Why higher return R mean lower VAR. Looking at formula seems opposite. Var=r-z*std Therefore, higher r higher var?!?! Missed.

remember that 1) VAR is overall a NEGATIVE NUMBER.

Take 2 numbers and calculate…

R=1, Z=1.96, STD=10

VAR @ 5% -> 1 - 19.6 = -18.6

Now R increases to 2

VAR = -17.6

(17.6 is lower than 18.6)

i’m faily sure r should be left out of var calcs. for the simple reason that the number doesn’t scale when you adjust for time.

i.e. r goes as r^n, but std goes as n^1/t

(sure enough that i can’t be bothered to find the page number)

For daily VaR in in the real world, usually it is assumed that expected return is zero, as this gives a more conservative VaR figure…but r does scale with time, albeit it not in the same way as standard deviation scales with time.

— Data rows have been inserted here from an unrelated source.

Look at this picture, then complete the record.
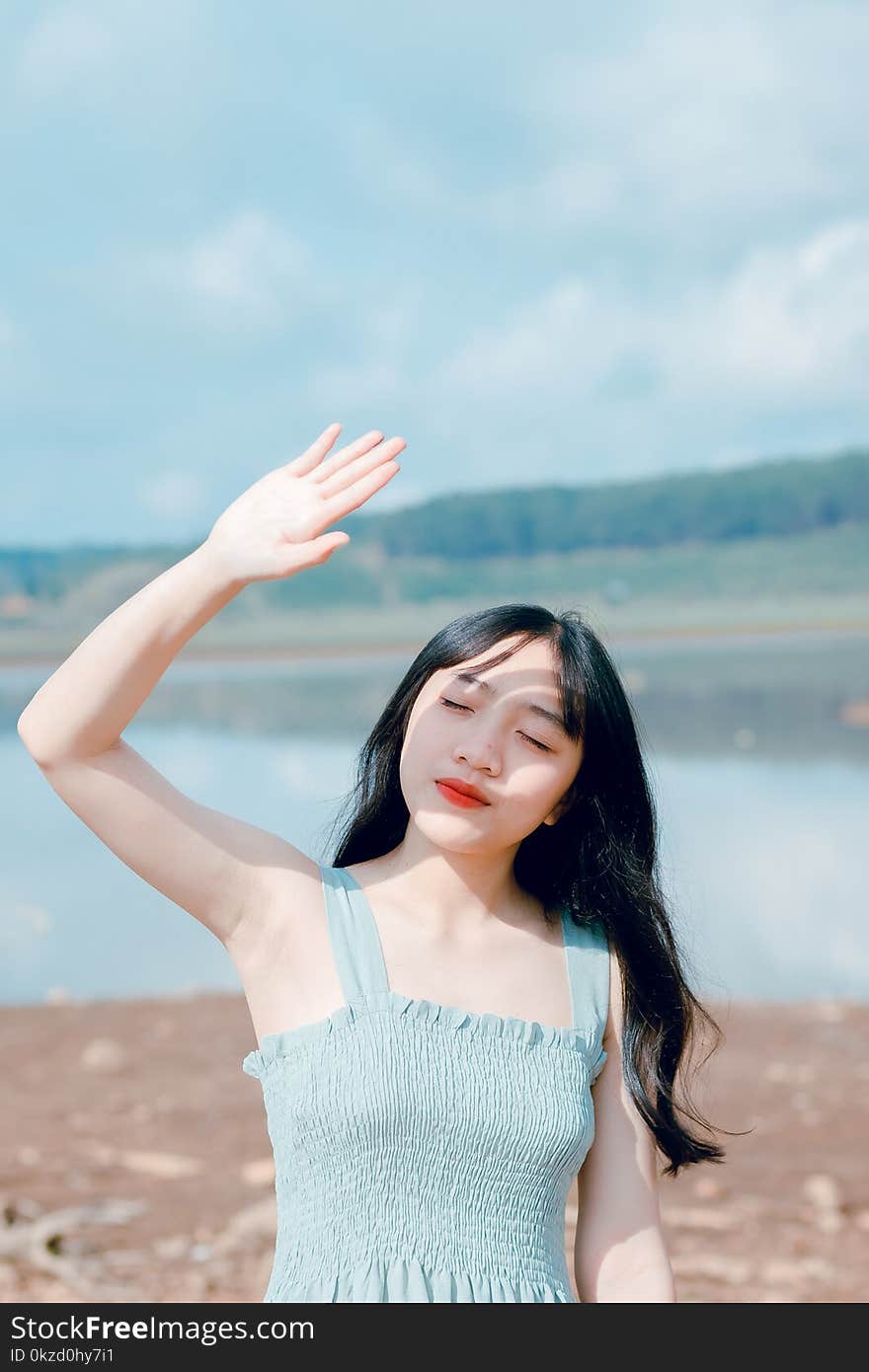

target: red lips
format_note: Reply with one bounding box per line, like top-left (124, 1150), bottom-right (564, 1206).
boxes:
top-left (437, 777), bottom-right (490, 805)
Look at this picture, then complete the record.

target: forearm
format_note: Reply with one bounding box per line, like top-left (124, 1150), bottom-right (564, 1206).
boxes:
top-left (18, 541), bottom-right (242, 764)
top-left (577, 1228), bottom-right (676, 1304)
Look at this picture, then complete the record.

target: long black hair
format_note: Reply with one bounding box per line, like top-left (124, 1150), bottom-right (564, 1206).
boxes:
top-left (322, 604), bottom-right (729, 1176)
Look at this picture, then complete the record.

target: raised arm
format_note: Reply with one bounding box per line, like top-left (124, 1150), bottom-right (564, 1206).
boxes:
top-left (18, 424), bottom-right (405, 946)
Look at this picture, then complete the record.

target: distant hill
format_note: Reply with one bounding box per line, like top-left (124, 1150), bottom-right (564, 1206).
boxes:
top-left (342, 449), bottom-right (869, 559)
top-left (0, 449), bottom-right (869, 627)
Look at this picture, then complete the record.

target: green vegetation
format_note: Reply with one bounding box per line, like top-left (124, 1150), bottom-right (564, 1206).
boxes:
top-left (0, 438), bottom-right (869, 658)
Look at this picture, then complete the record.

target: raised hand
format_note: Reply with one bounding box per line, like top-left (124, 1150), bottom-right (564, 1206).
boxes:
top-left (206, 424), bottom-right (407, 583)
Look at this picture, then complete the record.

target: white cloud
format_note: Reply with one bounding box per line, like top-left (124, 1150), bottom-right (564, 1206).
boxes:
top-left (136, 471), bottom-right (206, 520)
top-left (508, 4), bottom-right (869, 236)
top-left (648, 219), bottom-right (869, 405)
top-left (125, 210), bottom-right (338, 334)
top-left (17, 4), bottom-right (117, 96)
top-left (435, 219), bottom-right (869, 406)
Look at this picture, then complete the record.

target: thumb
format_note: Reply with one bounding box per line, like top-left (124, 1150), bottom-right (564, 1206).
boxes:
top-left (312, 530), bottom-right (351, 560)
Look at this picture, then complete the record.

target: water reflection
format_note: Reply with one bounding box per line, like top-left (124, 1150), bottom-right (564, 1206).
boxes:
top-left (0, 634), bottom-right (869, 1002)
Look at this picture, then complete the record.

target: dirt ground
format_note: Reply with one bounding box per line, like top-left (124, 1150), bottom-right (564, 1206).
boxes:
top-left (0, 995), bottom-right (869, 1304)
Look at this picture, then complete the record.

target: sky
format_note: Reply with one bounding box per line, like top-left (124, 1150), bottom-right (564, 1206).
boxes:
top-left (0, 0), bottom-right (869, 548)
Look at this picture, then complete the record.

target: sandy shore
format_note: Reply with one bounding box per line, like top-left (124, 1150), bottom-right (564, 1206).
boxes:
top-left (0, 995), bottom-right (869, 1302)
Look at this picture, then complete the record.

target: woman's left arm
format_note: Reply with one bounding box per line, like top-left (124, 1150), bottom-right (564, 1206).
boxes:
top-left (574, 953), bottom-right (676, 1302)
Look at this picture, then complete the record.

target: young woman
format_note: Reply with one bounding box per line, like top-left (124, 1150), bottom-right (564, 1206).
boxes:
top-left (18, 424), bottom-right (724, 1302)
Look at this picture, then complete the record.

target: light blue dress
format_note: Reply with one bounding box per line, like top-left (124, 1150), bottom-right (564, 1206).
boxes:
top-left (242, 867), bottom-right (609, 1304)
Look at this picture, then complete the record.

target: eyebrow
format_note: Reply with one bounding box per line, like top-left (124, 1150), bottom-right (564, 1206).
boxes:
top-left (450, 672), bottom-right (567, 735)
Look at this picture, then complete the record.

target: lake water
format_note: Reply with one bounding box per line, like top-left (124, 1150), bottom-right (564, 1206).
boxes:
top-left (0, 634), bottom-right (869, 1004)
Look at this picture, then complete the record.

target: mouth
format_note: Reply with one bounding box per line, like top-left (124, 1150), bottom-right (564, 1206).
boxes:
top-left (435, 781), bottom-right (489, 809)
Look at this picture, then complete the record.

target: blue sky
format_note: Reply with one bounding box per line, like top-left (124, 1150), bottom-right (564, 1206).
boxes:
top-left (0, 0), bottom-right (869, 546)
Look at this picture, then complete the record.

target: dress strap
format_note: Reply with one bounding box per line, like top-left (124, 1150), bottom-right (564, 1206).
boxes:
top-left (562, 905), bottom-right (609, 1072)
top-left (319, 863), bottom-right (388, 1000)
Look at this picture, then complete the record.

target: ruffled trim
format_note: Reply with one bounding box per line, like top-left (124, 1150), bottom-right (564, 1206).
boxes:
top-left (242, 991), bottom-right (606, 1083)
top-left (263, 1254), bottom-right (577, 1305)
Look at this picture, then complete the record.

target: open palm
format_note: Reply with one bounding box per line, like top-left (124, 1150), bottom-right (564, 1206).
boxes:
top-left (207, 424), bottom-right (407, 583)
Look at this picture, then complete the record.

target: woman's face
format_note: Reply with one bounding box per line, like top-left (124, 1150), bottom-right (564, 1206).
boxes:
top-left (400, 637), bottom-right (582, 852)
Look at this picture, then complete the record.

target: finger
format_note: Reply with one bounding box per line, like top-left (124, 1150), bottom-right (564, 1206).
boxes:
top-left (312, 429), bottom-right (383, 483)
top-left (319, 437), bottom-right (408, 498)
top-left (324, 460), bottom-right (401, 524)
top-left (284, 424), bottom-right (341, 476)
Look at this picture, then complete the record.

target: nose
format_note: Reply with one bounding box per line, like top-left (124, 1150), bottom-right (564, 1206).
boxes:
top-left (453, 729), bottom-right (501, 775)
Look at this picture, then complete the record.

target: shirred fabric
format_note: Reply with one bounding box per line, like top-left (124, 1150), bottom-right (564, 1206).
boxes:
top-left (242, 866), bottom-right (609, 1304)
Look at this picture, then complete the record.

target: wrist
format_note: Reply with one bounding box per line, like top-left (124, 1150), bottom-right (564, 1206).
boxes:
top-left (190, 538), bottom-right (247, 595)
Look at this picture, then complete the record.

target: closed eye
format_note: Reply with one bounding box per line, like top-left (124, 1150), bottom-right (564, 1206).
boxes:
top-left (440, 696), bottom-right (552, 753)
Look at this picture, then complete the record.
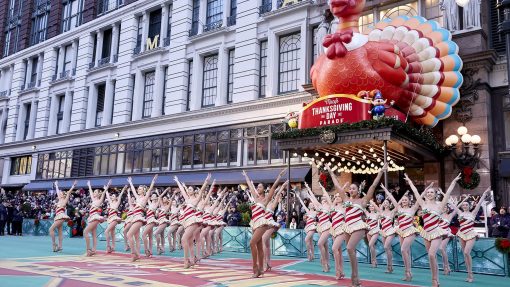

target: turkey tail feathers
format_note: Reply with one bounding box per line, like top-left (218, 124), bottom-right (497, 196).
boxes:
top-left (366, 16), bottom-right (463, 127)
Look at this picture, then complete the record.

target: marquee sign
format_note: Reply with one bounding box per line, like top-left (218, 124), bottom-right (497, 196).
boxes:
top-left (298, 94), bottom-right (405, 129)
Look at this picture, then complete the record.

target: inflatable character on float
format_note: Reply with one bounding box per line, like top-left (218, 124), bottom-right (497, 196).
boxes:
top-left (310, 0), bottom-right (463, 127)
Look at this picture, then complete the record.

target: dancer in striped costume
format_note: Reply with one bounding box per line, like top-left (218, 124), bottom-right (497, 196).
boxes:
top-left (122, 194), bottom-right (135, 252)
top-left (167, 198), bottom-right (180, 252)
top-left (195, 180), bottom-right (216, 261)
top-left (243, 169), bottom-right (286, 278)
top-left (439, 196), bottom-right (468, 275)
top-left (154, 190), bottom-right (174, 255)
top-left (212, 197), bottom-right (233, 253)
top-left (319, 183), bottom-right (347, 280)
top-left (366, 200), bottom-right (381, 268)
top-left (404, 174), bottom-right (461, 287)
top-left (204, 187), bottom-right (229, 258)
top-left (374, 199), bottom-right (397, 274)
top-left (262, 183), bottom-right (289, 272)
top-left (453, 187), bottom-right (491, 283)
top-left (296, 193), bottom-right (317, 261)
top-left (305, 182), bottom-right (332, 273)
top-left (174, 174), bottom-right (211, 268)
top-left (49, 181), bottom-right (77, 252)
top-left (127, 174), bottom-right (158, 261)
top-left (325, 165), bottom-right (388, 286)
top-left (381, 185), bottom-right (424, 281)
top-left (83, 179), bottom-right (112, 256)
top-left (104, 185), bottom-right (128, 253)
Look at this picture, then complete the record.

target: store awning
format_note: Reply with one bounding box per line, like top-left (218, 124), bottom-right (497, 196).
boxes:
top-left (23, 166), bottom-right (310, 191)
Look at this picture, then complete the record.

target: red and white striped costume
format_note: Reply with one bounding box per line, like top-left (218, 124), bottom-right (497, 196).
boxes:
top-left (439, 218), bottom-right (453, 237)
top-left (457, 212), bottom-right (478, 241)
top-left (366, 212), bottom-right (381, 236)
top-left (344, 201), bottom-right (369, 234)
top-left (305, 210), bottom-right (317, 233)
top-left (250, 203), bottom-right (268, 231)
top-left (380, 214), bottom-right (395, 237)
top-left (158, 207), bottom-right (170, 225)
top-left (396, 211), bottom-right (418, 238)
top-left (145, 204), bottom-right (158, 224)
top-left (87, 203), bottom-right (104, 223)
top-left (317, 208), bottom-right (331, 233)
top-left (107, 207), bottom-right (122, 226)
top-left (180, 203), bottom-right (198, 228)
top-left (330, 207), bottom-right (345, 238)
top-left (420, 209), bottom-right (447, 241)
top-left (54, 205), bottom-right (69, 221)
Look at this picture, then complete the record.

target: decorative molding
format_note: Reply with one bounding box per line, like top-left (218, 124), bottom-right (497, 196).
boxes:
top-left (453, 69), bottom-right (481, 124)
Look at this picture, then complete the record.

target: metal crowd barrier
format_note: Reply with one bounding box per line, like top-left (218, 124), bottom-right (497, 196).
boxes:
top-left (18, 222), bottom-right (510, 276)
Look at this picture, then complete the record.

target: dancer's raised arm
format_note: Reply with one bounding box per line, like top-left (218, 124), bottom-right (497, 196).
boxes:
top-left (360, 164), bottom-right (388, 204)
top-left (404, 173), bottom-right (425, 206)
top-left (324, 164), bottom-right (348, 201)
top-left (440, 173), bottom-right (462, 210)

Epected return just scales linearly with time, where as standard deviation scales with the square root of time.

All the examples I have seen in L3 include the time scaled expected return so it is:

E® - Zscore x standard deviation

Be careful to realise that a VaR number itself cannot just be scaled with time if expected return is included in the calculation due to the difference in scaling of E® and Std Dev.